With full bellys we exchanged WeChat contact information, said our goodbyes, and rode the subway back to our respective domiciles.
With plans to board a plan at 8:10am and return to the Jeollabuk province where I would teach an afternoon lesson at 3:30pm, I awoke around 4am in order to give myself enough time to shower and walk to the nearest subway station from which I would make my way to the airport. Note: When traveling it is important to know at which terminal you will depart. On this day with little time for correcting errors, I did not know which terminal I would fly out of. This was just another problem that would complicate matters for me on my return to Korea. First, I was too early for the subways. They opened at 5:30am. Sure, there was another train that began running at 5:09am, but it was headed in the opposite direction.
I stood at the station at 5am where I made the decision to take a taxi. Unlike Korea, the Chinese taxis were not easily able to spot. When I did spot a taxi the driver gestured that he was waiting for someone who called the taxi service. It certainly wasn’t me so I was out of luck. Time passed. I began to ponder my options. There were fewer options available as time passed. I needed to take a taxi to the airport. This was becoming apparent. My idea of riding the subway there as I had done on my arrival was not going to happen. Luckily, I hailed a taxi. Luckily, I had a picture of the subway map saved on my iPad. I pointed to the nearest station to the airport. The driver understood my request. I was relieved to have found a taxi and believed I would make it to the airport two hours before my flight. With this belief I decided that I would be let off not at the airport, but at the subway station near the airport where I would exit the taxi and board the subway. I figured it would be cheaper. Once I exited the taxi, and after the taxi took off, I went down the stairs to the subway station only to learn that the airport express wouldn’t open until 6:30am.

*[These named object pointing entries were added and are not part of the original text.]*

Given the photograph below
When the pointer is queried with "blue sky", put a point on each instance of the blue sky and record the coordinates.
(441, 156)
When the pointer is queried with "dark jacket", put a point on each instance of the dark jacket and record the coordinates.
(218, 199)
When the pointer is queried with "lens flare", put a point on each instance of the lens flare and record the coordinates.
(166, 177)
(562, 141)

If the ride on the airport express would take 1 hour to arrive at the airport, I would have only thirty minutes to board the plane. That was not enough time to check in and head to the gate. I was out of luck. However, there was a group of Chinese who were in a similar predicament. They too arrived at that station in hope of riding the airport express subway to the airport. We all needed a taxi.

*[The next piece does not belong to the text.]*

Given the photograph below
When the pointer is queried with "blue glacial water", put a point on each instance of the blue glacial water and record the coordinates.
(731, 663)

A man was there offering to take us to the airport in his car for the same fee. It was his lucky day. I suspected he did this often. With no other option we hoped into his car and were whisked away to the airport. The next dilemma I faced was where to exit once I arrived at the airport.
The driver seemed to think that since I was flying to Korea I was surely flying out of terminal 3.

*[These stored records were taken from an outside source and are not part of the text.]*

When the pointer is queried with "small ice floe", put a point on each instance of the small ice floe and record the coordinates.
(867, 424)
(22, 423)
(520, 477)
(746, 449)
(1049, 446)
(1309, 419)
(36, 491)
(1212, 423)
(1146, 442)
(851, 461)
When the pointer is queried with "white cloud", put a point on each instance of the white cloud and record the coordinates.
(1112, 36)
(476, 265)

He dropped me off at terminal 3. With about one hour left before take off, I was rudely awoken by the revelation that terminal 3 was NOT where I was supposed to be. It was terminal 2! I rushed out the terminal to hail a taxi. All the taxi drivers refused to take me to the terminal. Confused, I rushed back inside the terminal to find a sign reading: “free bus to terminals 1 and 2”.
I guess the taxis don’t handle that business. Perhaps they leave it to the airport’s free bus service. I was relieved too because this saved me from spending that last few Chinese RMB I had in my pocket. Time passing, I made it to the correct terminal, 2, and rushed to have my carry-on bag scanned. After a short jaunt I made it to the check-in line. Again I was in luck. My fellow passengers were still in line even with less than an hour to board the plane.
All in all, I made my flight.
Hurry up and wait sums the last part up. Even though I was on my plane, there was a delay and we sat on the tarmac for what seemed like an hour. I made it back to the Jeollabuk province in time to shower, change clothes, and present my lesson.